El segundo vecino le mira perplejo pero decide no perder más el tiempo y también se marcha. Sigue lloviendo y la inundación es tan tremenda que acaba sumergiendo toda la casa. Ahora el hombre está sentado sobre el tejado, que es la única parte de la edificación que sobresale en el inmenso lago en el que se ha convertido el valle. En ese instante trágico aparece una balsa con varios vecinos a bordo. La balsa es amplia y llevan diversos fardos e incluso algún animal.

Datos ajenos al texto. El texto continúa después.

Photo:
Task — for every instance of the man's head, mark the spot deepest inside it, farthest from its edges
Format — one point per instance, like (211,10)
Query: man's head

- Sube deprisa -le dicen al hombre-. El desastre es terrible. Somos los últimos seres humanos vivos en toda la comarca y lo que ves sobre la balsa es lo único que hemos podido salvar de las inundaciones. Vamos hacia las tierras altas, porque detrás de nosotros no queda sino muerte, ruina y desolación.

- ¡He dicho que no me muevo de aquí! ¡Largáos! -les grita, arrojándoles incluso alguna de las tejas desprendidas del tejado- En todo el valle, ni en todo el país, existe un más ferviente adorador de los dioses que yo, un hombre más religioso y espiritual, más piadoso y más respetuoso con todas las divinidades. Aunque la situación pueda parecer dramática, yo todavía confío en mis dioses. Ellos me salvarán, si es que de verdad tengo riesgo de perder la vida...

Los vecinos de la balsa se alejan, comentando entre ellos la locura que parece haberse apoderado del hombre. Poco después, el nivel del agua sube por encima del tejado y sumerge por completo la casa. 

El hombre se ahoga y muere.

Tras fallecer, el espíritu del hombre comparece en el Otro Mundo ante los dioses. Se presenta ante ellos indignado, rojo de ira y sin importarle el hecho de que quienes tiene ante sí son auténticas dignidades cósmicas, muy por encima de él, como humano. Se planta delante y tras dedicarles una sarta de insultos concluye:

-... ¡Me habéis engañado, mentido y estafado! A pesar de que yo os rezaba varias veces al día, quemaba inciensos por vosotros, os ofrecía todo tipo de sacrificios, os consagraba mi vida y mis propiedades, llegaron las inundaciones y me abanonasteis: dejasteis que muriera ahogado como un perro, en lugar de salvarme.

Entonces, uno de los dioses, sonriendo, le interrumpe y pregunta:

- ¿De qué hablas? Precisamente porque eras tan devoto, intentamos salvarte no una sino tres veces: primero te enviamos un burro, luego una canoa y al fin una balsa. Fuiste tú el que te empeñaste en morir.